At most we can create some new methods or classes to handle some stuff separately, and reduce some coupling, but I do not think the class hierarchy needs a change. You will never be able to find a "one size fits all" formula anyway.

lukasf commented 6 years ago

But what do you do with the packet then? Sure, just add some more workarounds...

I am not afraid to refactor things if I see need for it. There is no reason to keep old code, just because it is there. And it is not like this is a lot of code or a very difficult refactoring. In my job we do much bigger refactorings (if we get time to do it - which is usually not the case ;) ). Of course, we'd need to agree if it makes sense and how the new design should look like. Especially @khouzam would need to agree.

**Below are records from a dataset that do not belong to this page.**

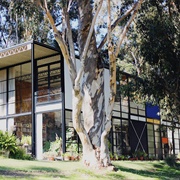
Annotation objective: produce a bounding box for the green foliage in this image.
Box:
[9,147,33,160]
[0,131,17,152]
[164,155,177,167]
[119,0,180,122]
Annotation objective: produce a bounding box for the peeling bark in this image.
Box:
[39,0,143,167]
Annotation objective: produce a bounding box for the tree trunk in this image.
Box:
[44,0,143,167]
[77,0,110,166]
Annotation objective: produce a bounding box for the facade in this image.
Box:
[0,41,180,159]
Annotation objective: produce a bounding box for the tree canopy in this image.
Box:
[120,0,180,120]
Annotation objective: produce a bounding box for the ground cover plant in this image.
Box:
[0,158,180,180]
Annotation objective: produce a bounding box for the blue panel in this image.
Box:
[146,103,160,119]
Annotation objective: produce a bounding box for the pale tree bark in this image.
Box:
[40,0,143,166]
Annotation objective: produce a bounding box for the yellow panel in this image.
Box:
[147,118,154,123]
[154,119,160,124]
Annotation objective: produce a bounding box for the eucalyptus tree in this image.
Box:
[121,0,180,124]
[12,0,143,166]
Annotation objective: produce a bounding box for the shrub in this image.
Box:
[164,155,177,167]
[9,147,33,160]
[0,131,17,152]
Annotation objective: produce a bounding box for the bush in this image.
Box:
[0,131,17,152]
[164,155,177,167]
[9,147,33,160]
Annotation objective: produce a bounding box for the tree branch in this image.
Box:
[75,0,103,90]
[42,0,77,85]
[98,3,137,51]
[63,7,76,68]
[115,0,143,57]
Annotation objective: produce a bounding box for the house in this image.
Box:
[0,41,180,159]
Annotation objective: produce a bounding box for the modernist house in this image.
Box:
[0,41,180,159]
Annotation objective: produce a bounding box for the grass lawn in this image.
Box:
[0,157,180,180]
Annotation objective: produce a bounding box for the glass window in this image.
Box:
[0,70,7,116]
[12,63,32,114]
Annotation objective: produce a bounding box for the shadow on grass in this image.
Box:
[0,167,33,179]
[0,166,68,179]
[116,163,180,180]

If I find some time, I will make a proposal in a branch. Then we can discuss based on actual code, if it is an improvement or not. I just see a lot of reasons to refactor this. There is the broken end of stream handling, there is the EAGAIN issue we discussed, there is the currently forced, inefficient DataWriter, there is the already difficult call hierarchy, there is the impossibility to add direct buffer for audio... Lots of reasons to change this and make a new clean solution, instead of making it even more complicated.

brabebhin commented 6 years ago

The way I see it, there is no way to avoid these "corner cases". It is simply the way FFMPEG works and I don't see how you can avoid it.

End of stream and buffer saturation can treated the same way incomplete frames are treated, using some HRESULT from the methods encountering this problem and solving it further up the hierarchy. The way I see it, the current structure is pretty smart: MediaSampleProvider does the work at package level (and also handles compressed cases which happen to also work at package levels) and the UncompressedMediaSampleProvider works at Frame lavel (where one package can have 0 or more complete frames).

Sure, I will summon @khouzam once again so he can come in and say what he thinks about it :P after all, mail spam isn't all that bad.